Create an interactive Age-Sex Pyramid for Singapore Population Demographics

To see the changes in demographic structure in Singapore Population based on Age Group and Sex through 2000 to 2020 based on Planning Area

Tan Yan Ru (MITB, Singapore Management University)
2022-02-04

1. Introduction

In the last take-home exercise, an age-sex pyramid was built by grouping the population count by sex and age group for Year 2021 and the plot was a static plot with no interaction or animation. For this take-home exercise, the datasets used will be the Singapore Residents by Planning Area / Subzone, Age Group, Sex and Type of Dwelling 2000-2010 and Singapore Residents by Planning Area / Subzone, Age Group, Sex and Type of Dwelling 2011-2020 to show interactivity and animation of the plots. For interactivity, the plan is to add tooltips that will show more information as user hovers the mouse above each bar chart. As for animation, the chart will show the changes that have been occurring with the population count for each Age Group Sex at the Planning Area level through the years 2000 to 2020.

1.1 Sketch of Charts to be done

The age-sex pyramid for each planning area will be done using the facet_wrap() function in ggplot to be able to arrange the plots nicely and to be able to link them to a slider where user will be able to manually control which Year to see. There will be a Play button to allow animation to run. The animation will show the changes in population demographic throughout the years 2000 to 2020.

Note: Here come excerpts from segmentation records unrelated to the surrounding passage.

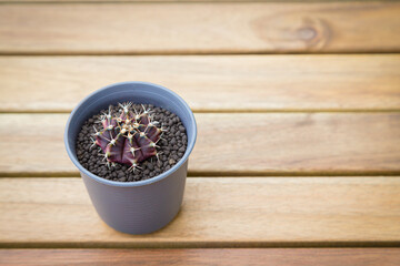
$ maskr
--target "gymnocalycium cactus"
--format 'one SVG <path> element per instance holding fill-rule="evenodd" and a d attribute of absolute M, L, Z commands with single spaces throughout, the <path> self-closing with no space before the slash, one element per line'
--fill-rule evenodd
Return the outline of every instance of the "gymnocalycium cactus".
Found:
<path fill-rule="evenodd" d="M 104 153 L 104 160 L 110 163 L 130 165 L 130 171 L 139 167 L 139 163 L 157 156 L 157 143 L 160 141 L 163 130 L 157 127 L 159 124 L 152 120 L 150 110 L 142 105 L 142 112 L 132 108 L 133 103 L 119 103 L 121 114 L 108 113 L 101 116 L 102 130 L 96 131 L 92 139 L 93 145 L 100 146 Z M 139 167 L 140 168 L 140 167 Z"/>

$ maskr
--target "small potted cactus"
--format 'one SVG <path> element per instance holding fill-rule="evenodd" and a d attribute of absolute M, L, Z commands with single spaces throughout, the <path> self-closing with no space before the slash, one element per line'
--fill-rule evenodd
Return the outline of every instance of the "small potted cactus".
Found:
<path fill-rule="evenodd" d="M 168 132 L 172 122 L 177 126 Z M 188 104 L 148 82 L 121 82 L 90 94 L 72 111 L 64 133 L 99 216 L 129 234 L 154 232 L 177 215 L 196 137 Z"/>
<path fill-rule="evenodd" d="M 98 145 L 103 152 L 103 161 L 110 168 L 111 164 L 128 164 L 128 171 L 134 172 L 139 163 L 156 156 L 157 143 L 161 140 L 162 129 L 157 127 L 159 122 L 153 121 L 150 110 L 143 105 L 143 112 L 131 110 L 132 102 L 119 104 L 121 114 L 116 115 L 109 109 L 107 114 L 101 116 L 102 130 L 94 129 L 92 146 Z"/>

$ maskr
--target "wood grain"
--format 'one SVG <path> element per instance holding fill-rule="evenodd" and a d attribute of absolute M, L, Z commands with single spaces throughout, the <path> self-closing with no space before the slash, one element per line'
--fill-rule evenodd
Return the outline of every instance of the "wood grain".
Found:
<path fill-rule="evenodd" d="M 0 112 L 70 112 L 116 81 L 151 81 L 194 111 L 400 110 L 400 55 L 0 57 Z"/>
<path fill-rule="evenodd" d="M 1 247 L 390 246 L 399 177 L 193 177 L 163 229 L 103 224 L 80 178 L 0 178 Z"/>
<path fill-rule="evenodd" d="M 400 3 L 2 4 L 3 54 L 399 52 Z"/>
<path fill-rule="evenodd" d="M 0 265 L 398 266 L 399 248 L 0 249 Z"/>
<path fill-rule="evenodd" d="M 0 173 L 76 175 L 62 140 L 67 117 L 0 114 Z M 196 119 L 190 174 L 400 172 L 400 113 L 199 113 Z"/>

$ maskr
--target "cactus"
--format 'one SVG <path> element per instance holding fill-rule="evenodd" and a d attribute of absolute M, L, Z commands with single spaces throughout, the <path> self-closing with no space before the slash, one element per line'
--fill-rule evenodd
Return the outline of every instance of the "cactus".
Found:
<path fill-rule="evenodd" d="M 158 122 L 152 120 L 150 110 L 142 105 L 142 112 L 137 112 L 131 102 L 121 104 L 120 114 L 113 113 L 111 106 L 108 113 L 101 115 L 102 130 L 94 127 L 96 140 L 92 146 L 100 146 L 106 164 L 127 164 L 130 171 L 140 168 L 139 163 L 159 156 L 157 143 L 161 140 L 163 130 L 157 127 Z"/>

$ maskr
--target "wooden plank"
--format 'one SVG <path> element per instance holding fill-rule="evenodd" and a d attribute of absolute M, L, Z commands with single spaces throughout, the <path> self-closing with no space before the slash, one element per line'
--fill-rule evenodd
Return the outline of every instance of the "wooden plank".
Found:
<path fill-rule="evenodd" d="M 324 265 L 400 264 L 399 248 L 0 249 L 0 265 Z"/>
<path fill-rule="evenodd" d="M 67 114 L 0 114 L 2 175 L 69 175 Z M 398 174 L 400 113 L 199 113 L 190 174 Z"/>
<path fill-rule="evenodd" d="M 0 52 L 399 52 L 399 12 L 398 2 L 12 3 L 0 8 Z"/>
<path fill-rule="evenodd" d="M 0 112 L 70 112 L 127 80 L 163 84 L 201 112 L 400 109 L 399 54 L 0 57 Z"/>
<path fill-rule="evenodd" d="M 390 246 L 399 177 L 194 177 L 163 229 L 132 236 L 97 216 L 80 178 L 1 178 L 1 247 Z"/>

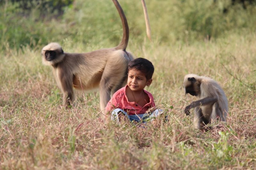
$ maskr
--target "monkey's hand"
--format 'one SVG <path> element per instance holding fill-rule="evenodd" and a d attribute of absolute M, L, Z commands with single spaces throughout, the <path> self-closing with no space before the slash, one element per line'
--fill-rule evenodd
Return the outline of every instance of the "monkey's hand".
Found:
<path fill-rule="evenodd" d="M 187 106 L 185 108 L 185 113 L 186 115 L 189 115 L 190 114 L 190 112 L 189 112 L 189 109 L 192 107 L 192 106 L 191 105 L 189 105 Z"/>

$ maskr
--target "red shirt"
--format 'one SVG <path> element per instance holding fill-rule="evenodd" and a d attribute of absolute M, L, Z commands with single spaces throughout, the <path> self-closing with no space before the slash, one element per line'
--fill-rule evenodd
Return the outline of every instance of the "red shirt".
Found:
<path fill-rule="evenodd" d="M 113 94 L 112 98 L 107 105 L 105 108 L 107 110 L 111 112 L 114 109 L 120 108 L 126 112 L 129 115 L 135 115 L 135 114 L 139 115 L 145 113 L 148 109 L 155 106 L 153 96 L 149 92 L 144 89 L 144 92 L 148 95 L 149 98 L 149 103 L 141 107 L 137 104 L 135 102 L 129 101 L 125 93 L 125 89 L 128 86 L 128 85 L 126 85 Z"/>

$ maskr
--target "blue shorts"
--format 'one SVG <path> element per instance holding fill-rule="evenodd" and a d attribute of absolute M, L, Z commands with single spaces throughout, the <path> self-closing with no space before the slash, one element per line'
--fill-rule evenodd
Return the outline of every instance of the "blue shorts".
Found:
<path fill-rule="evenodd" d="M 162 114 L 164 112 L 161 109 L 157 109 L 151 113 L 144 113 L 139 115 L 129 115 L 125 111 L 121 109 L 116 108 L 114 109 L 111 113 L 111 120 L 116 121 L 118 123 L 119 123 L 118 118 L 118 115 L 122 113 L 125 115 L 131 122 L 134 121 L 136 122 L 145 122 L 149 121 L 153 121 L 154 119 Z"/>

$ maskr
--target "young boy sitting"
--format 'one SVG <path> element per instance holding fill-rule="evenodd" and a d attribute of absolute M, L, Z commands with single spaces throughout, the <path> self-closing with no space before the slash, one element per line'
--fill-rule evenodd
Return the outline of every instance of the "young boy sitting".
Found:
<path fill-rule="evenodd" d="M 105 108 L 106 112 L 111 113 L 112 120 L 119 123 L 120 118 L 124 116 L 131 121 L 144 122 L 146 119 L 153 121 L 163 113 L 154 108 L 152 94 L 144 89 L 152 82 L 154 72 L 152 63 L 145 58 L 129 63 L 127 85 L 114 93 Z"/>

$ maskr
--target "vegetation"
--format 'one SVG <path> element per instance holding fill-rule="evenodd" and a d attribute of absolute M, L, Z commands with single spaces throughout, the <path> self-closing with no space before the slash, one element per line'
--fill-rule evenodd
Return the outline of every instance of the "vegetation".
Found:
<path fill-rule="evenodd" d="M 41 50 L 52 41 L 70 52 L 116 45 L 122 30 L 111 1 L 76 0 L 60 13 L 50 7 L 43 12 L 40 4 L 29 11 L 4 1 L 1 169 L 255 168 L 256 7 L 225 0 L 146 1 L 151 42 L 140 2 L 120 1 L 130 28 L 127 50 L 154 64 L 146 90 L 169 121 L 144 128 L 104 123 L 97 91 L 77 92 L 70 110 L 60 107 L 61 92 Z M 223 87 L 229 111 L 220 130 L 195 129 L 194 114 L 184 114 L 195 99 L 184 95 L 188 73 L 211 77 Z"/>

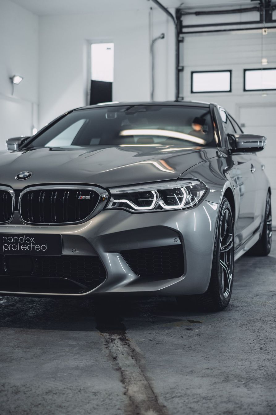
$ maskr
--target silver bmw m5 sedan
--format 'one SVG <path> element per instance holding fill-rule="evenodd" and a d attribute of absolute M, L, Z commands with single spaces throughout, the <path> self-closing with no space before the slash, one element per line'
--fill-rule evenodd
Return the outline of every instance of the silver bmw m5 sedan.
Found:
<path fill-rule="evenodd" d="M 215 104 L 77 108 L 0 153 L 0 295 L 175 295 L 222 310 L 235 259 L 271 243 L 256 152 Z"/>

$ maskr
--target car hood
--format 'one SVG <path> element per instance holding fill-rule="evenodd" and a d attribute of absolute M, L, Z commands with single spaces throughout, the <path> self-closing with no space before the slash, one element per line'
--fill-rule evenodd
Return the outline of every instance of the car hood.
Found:
<path fill-rule="evenodd" d="M 74 149 L 43 148 L 0 152 L 2 185 L 22 189 L 56 183 L 85 183 L 103 188 L 177 179 L 193 166 L 215 157 L 211 147 L 94 146 Z M 15 176 L 23 171 L 26 180 Z"/>

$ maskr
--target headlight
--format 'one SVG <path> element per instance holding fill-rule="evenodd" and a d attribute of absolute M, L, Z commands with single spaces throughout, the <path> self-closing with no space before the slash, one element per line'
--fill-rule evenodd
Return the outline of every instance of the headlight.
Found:
<path fill-rule="evenodd" d="M 207 187 L 197 180 L 177 180 L 109 189 L 106 209 L 131 212 L 153 212 L 191 208 L 198 203 Z"/>

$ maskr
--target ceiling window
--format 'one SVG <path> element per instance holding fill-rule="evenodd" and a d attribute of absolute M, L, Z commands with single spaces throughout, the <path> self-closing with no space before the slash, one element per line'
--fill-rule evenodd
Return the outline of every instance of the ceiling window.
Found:
<path fill-rule="evenodd" d="M 276 90 L 276 68 L 244 69 L 244 91 Z"/>
<path fill-rule="evenodd" d="M 231 92 L 231 71 L 192 72 L 191 92 Z"/>

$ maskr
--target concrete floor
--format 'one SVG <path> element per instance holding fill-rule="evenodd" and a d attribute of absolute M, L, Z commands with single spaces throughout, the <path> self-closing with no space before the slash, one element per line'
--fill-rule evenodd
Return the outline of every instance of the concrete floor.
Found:
<path fill-rule="evenodd" d="M 276 235 L 230 305 L 0 297 L 0 414 L 276 413 Z"/>

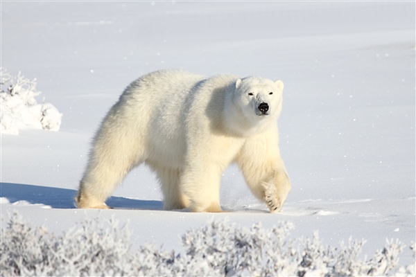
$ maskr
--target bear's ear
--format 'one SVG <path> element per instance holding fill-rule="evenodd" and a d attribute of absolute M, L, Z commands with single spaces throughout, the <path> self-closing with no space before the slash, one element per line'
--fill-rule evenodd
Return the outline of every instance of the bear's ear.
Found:
<path fill-rule="evenodd" d="M 240 87 L 240 84 L 241 84 L 241 79 L 239 79 L 236 81 L 236 89 L 238 89 L 239 87 Z"/>
<path fill-rule="evenodd" d="M 283 87 L 284 87 L 283 85 L 283 82 L 281 82 L 280 80 L 278 80 L 276 82 L 275 82 L 275 84 L 277 86 L 279 89 L 280 89 L 280 91 L 283 91 Z"/>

Sketch for Age-Sex Pyramid by Planning Area

2. Data Preparation

2.1 Import all libraries required

packages = c('ggiraph', 'plotly', 
             'DT', 'patchwork',
             'gganimate', 'tidyverse',
             'readxl', 'gifski', 'gapminder')

for(p in packages){library
  if(!require(p, character.only = T)){
    install.packages(p)
  }
  library(p, character.only = T)
}

2.2 Read in data in CSV

Read in both CSV files use read_csv function and use bind_rows function to combine them into one dataframe.

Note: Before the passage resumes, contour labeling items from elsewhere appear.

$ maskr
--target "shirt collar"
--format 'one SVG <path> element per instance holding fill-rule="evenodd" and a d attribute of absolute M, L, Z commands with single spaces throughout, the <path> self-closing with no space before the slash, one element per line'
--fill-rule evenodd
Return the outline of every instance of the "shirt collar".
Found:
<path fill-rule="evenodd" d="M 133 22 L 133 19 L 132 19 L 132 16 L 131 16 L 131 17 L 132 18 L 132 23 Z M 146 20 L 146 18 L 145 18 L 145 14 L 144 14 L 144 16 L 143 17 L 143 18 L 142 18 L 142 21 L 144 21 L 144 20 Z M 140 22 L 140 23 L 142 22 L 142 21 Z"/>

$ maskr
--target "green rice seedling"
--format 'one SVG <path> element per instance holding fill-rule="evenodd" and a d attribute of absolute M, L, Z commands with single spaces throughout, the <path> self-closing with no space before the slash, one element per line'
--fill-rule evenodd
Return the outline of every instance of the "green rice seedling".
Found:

pop_2010 <- read_csv("data/respopagesextod2000to2010.csv", 
                     show_col_types = FALSE)

pop_2020 <- read_csv("data/respopagesextod2011to2020.csv", 
                     show_col_types = FALSE) 

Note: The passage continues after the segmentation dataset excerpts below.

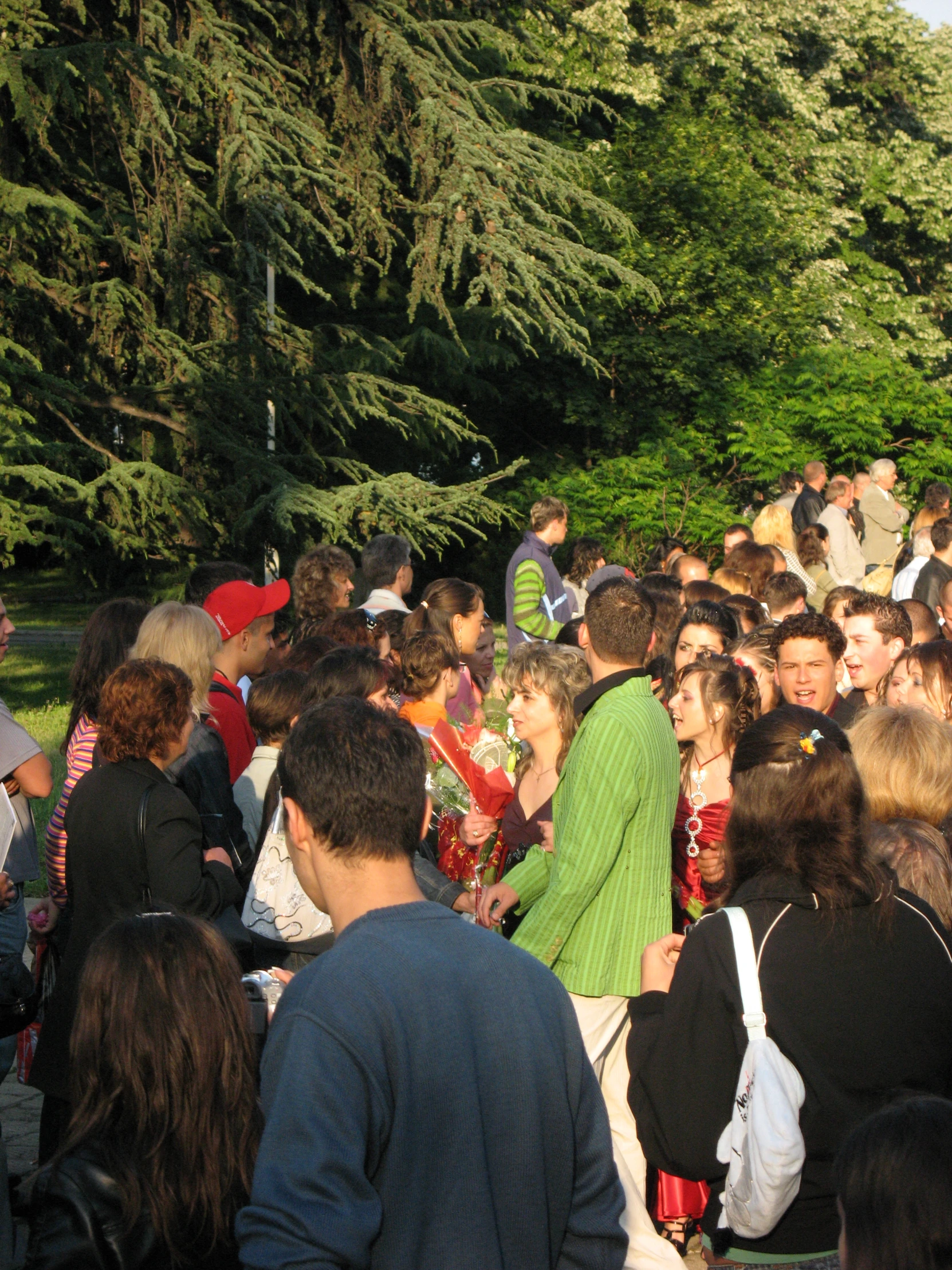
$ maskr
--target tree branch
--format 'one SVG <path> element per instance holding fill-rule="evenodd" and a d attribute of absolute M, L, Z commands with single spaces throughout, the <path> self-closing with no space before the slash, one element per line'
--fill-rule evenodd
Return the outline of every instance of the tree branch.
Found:
<path fill-rule="evenodd" d="M 43 405 L 47 408 L 47 410 L 51 410 L 57 419 L 62 419 L 62 422 L 66 424 L 66 427 L 70 429 L 74 437 L 79 437 L 79 439 L 83 442 L 84 446 L 89 446 L 90 450 L 95 450 L 98 453 L 105 455 L 107 458 L 112 458 L 112 461 L 116 464 L 122 462 L 122 460 L 117 455 L 114 455 L 112 450 L 107 450 L 105 446 L 100 446 L 95 441 L 90 441 L 89 437 L 84 437 L 83 433 L 76 427 L 76 424 L 71 419 L 67 419 L 66 415 L 62 413 L 62 410 L 57 410 L 56 406 L 51 405 L 50 401 L 43 401 Z"/>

pop <- bind_rows(pop_2010, pop_2020)

2.3 Check for Zero Total Population for Planning Area

As we are interested in the changes in demographic structure in Singapore at planning area level, areas with zero total population will be excluded from the plots as there is no information to be gathered from showing the plots of these planning areas. Hence, we will first check if there are any planning areas that have zero total population for all years.

check_pop <- pop %>%
  group_by('Planning Area' = pop$PA) %>%
  summarise('Total Pop' = sum(Pop)) %>%
  ungroup()

pop_eq_0 <- filter(check_pop, check_pop$`Total Pop` == 0)

pop_eq_0
# A tibble: 13 x 2
   `Planning Area`         `Total Pop`
   <chr>                         <dbl>
 1 Boon Lay                          0
 2 Boon Lay/Pioneer                  0
 3 Central Water Catchment           0
 4 Changi Bay                        0
 5 Marina East                       0
 6 Marina South                      0
 7 Paya Lebar                        0
 8 Pioneer                           0
 9 Simpang                           0
10 Straits View                      0
11 Tengah                            0
12 Tuas                              0
13 Western Islands                   0

From the above table, 13 of the planning area have zero total population count throughout the years. In this case, these planning areas will be omitted from the final table.

2.4 Get final table for population count by Age Group, Sex, Planning Area and Year

We will now get the final table by summing up the total population count by Age Group, Sex, Planning Area and Year by using the group_by() function and summarise() function. Subsequently, the 13 Planning Areas that have been highlighted above will be omitted from the final table using the filter() function to only select rows where Population Total is not zero.

pop_count <- pop %>% 
  group_by('AG' = pop$AG, 'Sex' = pop$Sex, 'Year' = pop$Time, 'PA' = pop$PA) %>%
  summarise('PopTotal' = sum(Pop)) %>%
  ungroup()

pop_count <- filter(pop_count, !pop_count$`PA` %in% pop_eq_0$`Planning Area`)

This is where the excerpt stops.